Now $\phi^*: \mathbb{R}^* \to \mathbb{R}$ is defined as $\phi^*(f) = \sup_x (f(x) - \phi(x))$ by definition. Now we need to make sense of $\phi^*(y)$ for $y \in \mathbb{R}$. Because of the isomorphism $J$, we can define safely that $$\phi^*(y) := \phi^*(J^{-1}(y)) = \phi^*(f) = \phi^*(yx) = \sup_{x \in \mathbb{R}} (xy - \phi(x)) = \sup_{x \in \mathbb{R}} (xy - \frac{1}{p}|x|^p).$$ Equivalently, we are effectively constructing a new function $\tilde{\phi}^*: \mathbb{R} \to \mathbb{R}$ such that for all $y \in \mathbb{R}$ $$ \tilde{\phi}^*(y) := \phi^*(J^{-1}(y)) = \phi^*(f) = \phi^*(yx) = \sup_{x \in \mathbb{R}} (xy - \frac{1}{p}|x|^p) \equiv: \phi^*(y). $$
Since we have $$ \sup_{x \in \mathbb{R}} (xy - \frac{|x|^p}{p}) = \frac{|y|^{p'}}{p'} $$ where we omit the computation (cases separate into $x > 0$ and $x < 0$, then we have sub-cases for y etc.) Nice, so we have our desired result, indeed, by choosing $f(x) = yx$ for some $y \in \mathbb{R}$, we have $$ xy = f(x) \leq \phi(x) + \phi^*(f) = \phi(x) + \phi^*(J^{-1}(y)) = \phi(x) + \phi^*(y) = \frac{|x|^p}{p} + \frac{|y|^{p'}}{p'}. $$ This concludes the discussion.
Again, I am still confused about the isomorphism part (bolded part above). Moreover, do we have to go through all of these kind of reasoning all over again the next time when we encounter a similar situation? Are there some key steps that we can just check and safely conclude that we can indeed define $\phi^*(y)$ just like above in future scenarios?
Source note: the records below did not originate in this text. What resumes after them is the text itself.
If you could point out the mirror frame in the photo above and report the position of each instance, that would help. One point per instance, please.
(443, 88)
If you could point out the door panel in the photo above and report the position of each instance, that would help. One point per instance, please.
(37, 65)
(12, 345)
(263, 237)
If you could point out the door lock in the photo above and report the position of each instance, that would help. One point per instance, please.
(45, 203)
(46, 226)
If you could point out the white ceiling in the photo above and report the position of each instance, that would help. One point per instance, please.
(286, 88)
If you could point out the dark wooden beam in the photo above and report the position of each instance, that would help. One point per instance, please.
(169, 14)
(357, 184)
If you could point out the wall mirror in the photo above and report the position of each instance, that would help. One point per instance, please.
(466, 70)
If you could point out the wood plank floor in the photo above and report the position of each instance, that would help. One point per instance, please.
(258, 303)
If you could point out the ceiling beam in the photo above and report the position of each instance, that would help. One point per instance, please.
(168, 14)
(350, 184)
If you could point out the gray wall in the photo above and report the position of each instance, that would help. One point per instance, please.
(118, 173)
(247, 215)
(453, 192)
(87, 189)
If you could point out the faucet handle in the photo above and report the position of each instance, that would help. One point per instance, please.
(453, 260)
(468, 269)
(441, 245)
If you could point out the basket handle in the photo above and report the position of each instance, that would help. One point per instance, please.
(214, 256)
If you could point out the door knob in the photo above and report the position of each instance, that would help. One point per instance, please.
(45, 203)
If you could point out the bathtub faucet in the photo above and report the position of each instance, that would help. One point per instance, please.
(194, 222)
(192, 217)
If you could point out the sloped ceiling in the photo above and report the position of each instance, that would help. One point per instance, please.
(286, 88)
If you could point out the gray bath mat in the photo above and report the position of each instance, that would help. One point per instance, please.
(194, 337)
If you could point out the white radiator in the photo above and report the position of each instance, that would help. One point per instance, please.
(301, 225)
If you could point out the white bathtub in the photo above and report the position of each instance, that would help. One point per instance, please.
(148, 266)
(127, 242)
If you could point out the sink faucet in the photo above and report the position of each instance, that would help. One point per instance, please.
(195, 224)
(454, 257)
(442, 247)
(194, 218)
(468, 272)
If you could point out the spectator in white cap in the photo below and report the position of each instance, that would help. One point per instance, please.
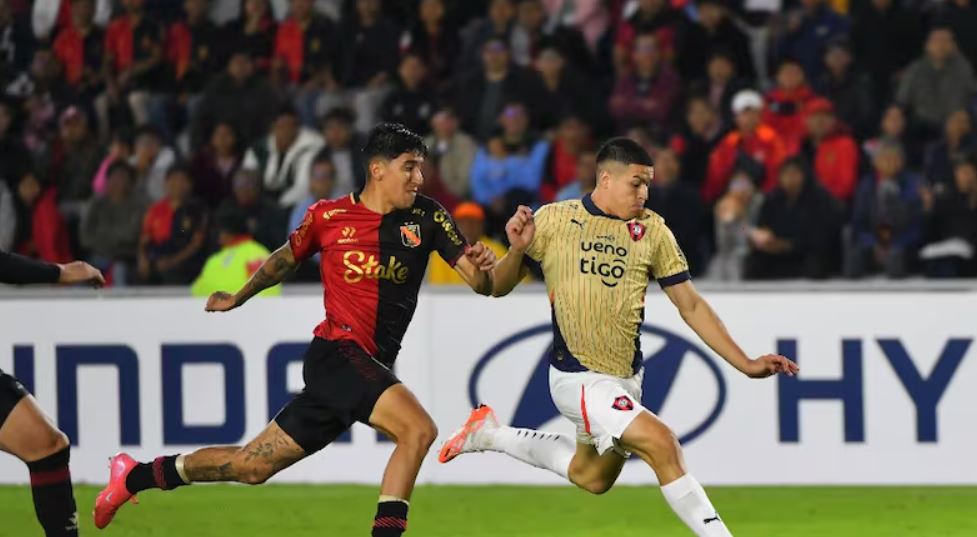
(751, 147)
Some other words of thoughts:
I might have realized the answer to my last question above: as long as we know the form of the isomorphism between two spaces, in this case, $\mathbb{R}$ and $\mathbb{R}^*$, we can simply shove whatever that the equivalent form of the element from the primal space into the "equation" that we have, and substitute out the original primal form of that element. This is because the same reasoning presented above applies over and over to other scenarios. Please correct me if this is not the way we should think of it.